Since I did not have any experience in the field of Development, I was overwhelmed by the broadness of the field. Narrowing the focus of interest through daily reading, lectures and seminars, coursework and dissertation helped me decide the direction of the future.

I think it is important to as accept much support as you can get. Not only academic support which the university provides, but also support from fellow students is very meaningful. In my case, I shared to and asked advice from my course mates and friends about questions found in lectures, dissertation topic and future career. Sometimes I could solve the issue by myself after talking to them, and other times their opinion from various perspectives helped me to find the way.
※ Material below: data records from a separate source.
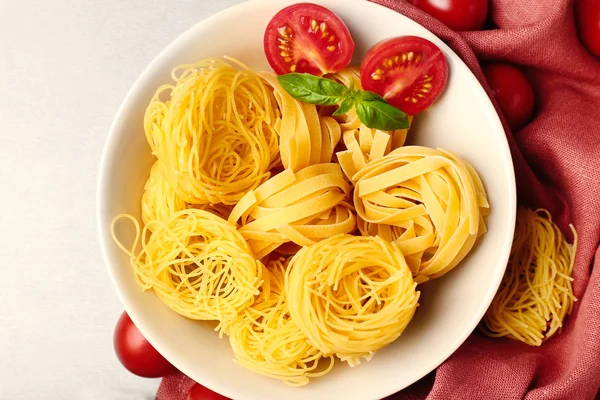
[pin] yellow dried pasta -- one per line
(197, 263)
(305, 138)
(350, 295)
(536, 293)
(429, 202)
(266, 340)
(213, 131)
(301, 207)
(159, 200)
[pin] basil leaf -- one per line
(379, 114)
(371, 96)
(346, 106)
(313, 89)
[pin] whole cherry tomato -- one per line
(458, 15)
(588, 22)
(136, 353)
(513, 92)
(199, 392)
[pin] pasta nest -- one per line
(266, 339)
(198, 265)
(213, 131)
(301, 208)
(429, 202)
(350, 303)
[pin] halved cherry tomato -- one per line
(408, 71)
(588, 22)
(136, 353)
(307, 38)
(458, 15)
(199, 392)
(512, 91)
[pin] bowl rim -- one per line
(113, 138)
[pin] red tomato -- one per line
(588, 21)
(513, 93)
(199, 392)
(458, 15)
(136, 353)
(307, 38)
(408, 71)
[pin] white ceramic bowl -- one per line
(462, 120)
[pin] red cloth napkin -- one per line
(557, 164)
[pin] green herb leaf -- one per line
(376, 113)
(346, 106)
(313, 89)
(365, 95)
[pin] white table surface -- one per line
(65, 67)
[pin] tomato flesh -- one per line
(458, 15)
(513, 92)
(307, 38)
(199, 392)
(135, 353)
(408, 71)
(588, 22)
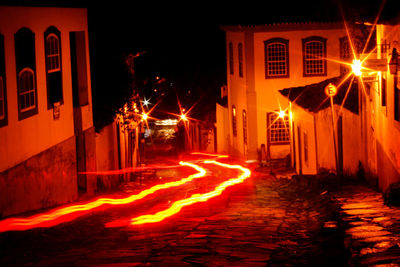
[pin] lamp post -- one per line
(330, 91)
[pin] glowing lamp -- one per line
(394, 61)
(356, 67)
(183, 117)
(330, 90)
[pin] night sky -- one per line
(182, 40)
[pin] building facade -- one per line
(47, 138)
(261, 60)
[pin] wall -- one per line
(45, 180)
(20, 140)
(268, 97)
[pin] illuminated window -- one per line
(52, 53)
(345, 55)
(240, 51)
(305, 145)
(278, 129)
(2, 100)
(396, 100)
(26, 73)
(53, 66)
(234, 128)
(244, 127)
(314, 54)
(230, 58)
(26, 90)
(276, 58)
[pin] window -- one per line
(240, 51)
(244, 127)
(230, 58)
(26, 90)
(396, 100)
(305, 145)
(26, 76)
(52, 53)
(3, 98)
(314, 54)
(278, 129)
(53, 66)
(345, 55)
(234, 129)
(276, 58)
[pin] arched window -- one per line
(314, 56)
(230, 51)
(240, 57)
(26, 73)
(52, 39)
(234, 127)
(276, 58)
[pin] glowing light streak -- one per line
(195, 198)
(356, 67)
(69, 213)
(210, 155)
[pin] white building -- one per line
(46, 126)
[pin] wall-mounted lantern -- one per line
(394, 62)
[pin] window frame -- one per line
(272, 119)
(54, 55)
(244, 119)
(240, 59)
(234, 121)
(32, 109)
(321, 40)
(285, 44)
(230, 56)
(25, 56)
(3, 84)
(54, 81)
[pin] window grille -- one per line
(240, 51)
(244, 127)
(278, 129)
(230, 58)
(26, 90)
(53, 53)
(2, 104)
(276, 58)
(314, 53)
(234, 128)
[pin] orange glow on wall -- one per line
(69, 213)
(178, 205)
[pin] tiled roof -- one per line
(312, 97)
(288, 26)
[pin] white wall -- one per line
(20, 140)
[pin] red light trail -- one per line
(69, 213)
(178, 205)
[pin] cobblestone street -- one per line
(270, 219)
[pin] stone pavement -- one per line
(274, 218)
(372, 228)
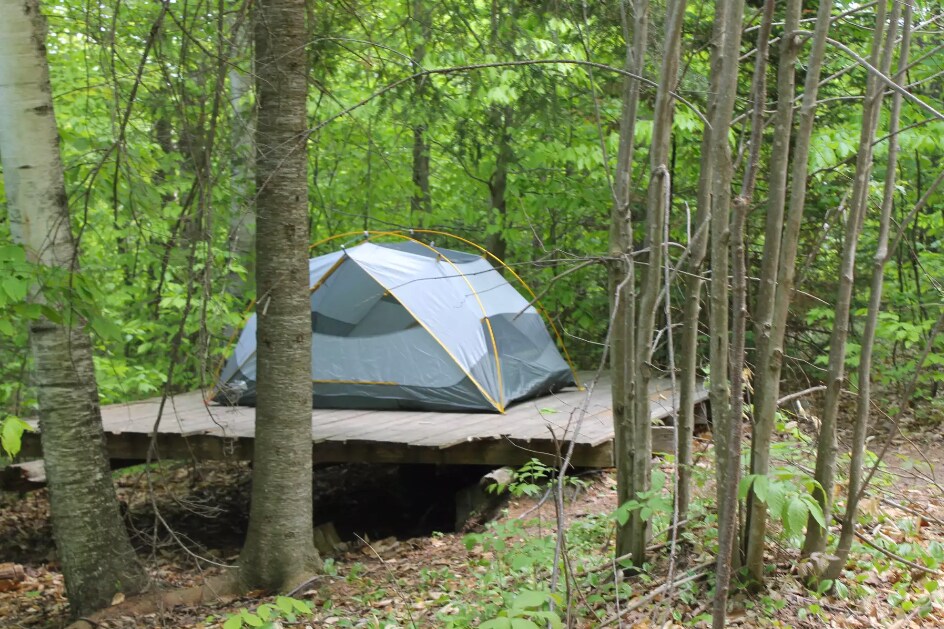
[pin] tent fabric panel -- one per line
(386, 317)
(243, 357)
(317, 267)
(493, 290)
(415, 248)
(531, 364)
(347, 294)
(410, 357)
(434, 326)
(459, 396)
(440, 300)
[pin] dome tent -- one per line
(406, 325)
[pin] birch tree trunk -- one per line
(772, 317)
(279, 552)
(863, 399)
(825, 472)
(622, 283)
(93, 546)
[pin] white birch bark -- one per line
(93, 546)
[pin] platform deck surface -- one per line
(190, 428)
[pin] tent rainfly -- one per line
(409, 326)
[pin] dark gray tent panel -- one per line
(406, 326)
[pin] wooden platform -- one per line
(189, 428)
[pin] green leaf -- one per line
(11, 434)
(250, 619)
(233, 622)
(13, 253)
(776, 496)
(658, 481)
(285, 604)
(302, 607)
(548, 617)
(529, 599)
(797, 512)
(745, 486)
(265, 611)
(15, 288)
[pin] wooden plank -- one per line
(191, 428)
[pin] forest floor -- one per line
(458, 580)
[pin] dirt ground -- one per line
(392, 575)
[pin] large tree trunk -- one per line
(657, 208)
(622, 290)
(96, 554)
(727, 445)
(279, 551)
(780, 277)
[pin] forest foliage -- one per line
(498, 123)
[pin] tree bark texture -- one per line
(622, 286)
(863, 399)
(765, 390)
(727, 446)
(773, 321)
(651, 276)
(826, 454)
(93, 546)
(279, 552)
(420, 201)
(242, 217)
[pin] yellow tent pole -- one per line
(534, 297)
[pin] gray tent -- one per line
(409, 326)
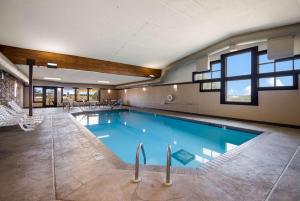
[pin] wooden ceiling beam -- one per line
(20, 55)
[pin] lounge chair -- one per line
(6, 119)
(17, 110)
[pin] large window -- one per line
(93, 94)
(239, 75)
(82, 95)
(37, 94)
(239, 83)
(277, 74)
(69, 94)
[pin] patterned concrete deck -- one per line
(58, 161)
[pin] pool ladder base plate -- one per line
(168, 184)
(136, 180)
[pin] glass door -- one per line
(50, 97)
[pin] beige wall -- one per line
(114, 95)
(278, 106)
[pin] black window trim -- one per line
(253, 77)
(34, 101)
(275, 73)
(209, 90)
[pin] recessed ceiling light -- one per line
(103, 81)
(51, 65)
(52, 78)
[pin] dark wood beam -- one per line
(20, 55)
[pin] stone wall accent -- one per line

I enjoyed close communication with lecturers, which contributed greatly to academic growth. Because UEA lecturers were all very supportive, I often discussed with them about my ideas when I worked on essays and presentation of coursework. Feedback on coursework also led to my deeper understanding of learning and expanded my perspective.

It was also great for us to have many opportunities to think about future career. Some lecturers often set talk sessions with alumnus and practitioners working in development field. We were also provided various practical seminars and workshops by external lecturers. Through taking these opportunities, I could find out my core pillars to decide future career, which were humanitarian emergency affair and education and child protection in emergency. 

Another favourite memory of UEA is spending fun times with friends, which always relaxed me and energized me. Having coffee and eating dinner with course mates and flat mates, joining bible club, going for pub crawl…all these things relieved stress from intensive study. Since everyone has very different background, I always made a new discovery in conversation.

Current career: Program Officer of HEA (Humanitarian & Emergency Affair) Unit, Program/Operation Dept., World Vision Japan 













もうすでにUEAで勉強される予定の方は、できる限りacademic Englishの基本を学んでおくのもよいと思う。UEAでは留学生のためのacademic supportもとても充実しているが、修士課程では始まってすぐに授業が本格化するため、日本人に限らず留学生の中には、慣れないacademic journalの読み方、エッセイの書き方に慣れるのに苦労している人も多かった。私の場合は、修士課程準備コースで学んだことが、最初授業についていく際にとても役に立ったと感じている。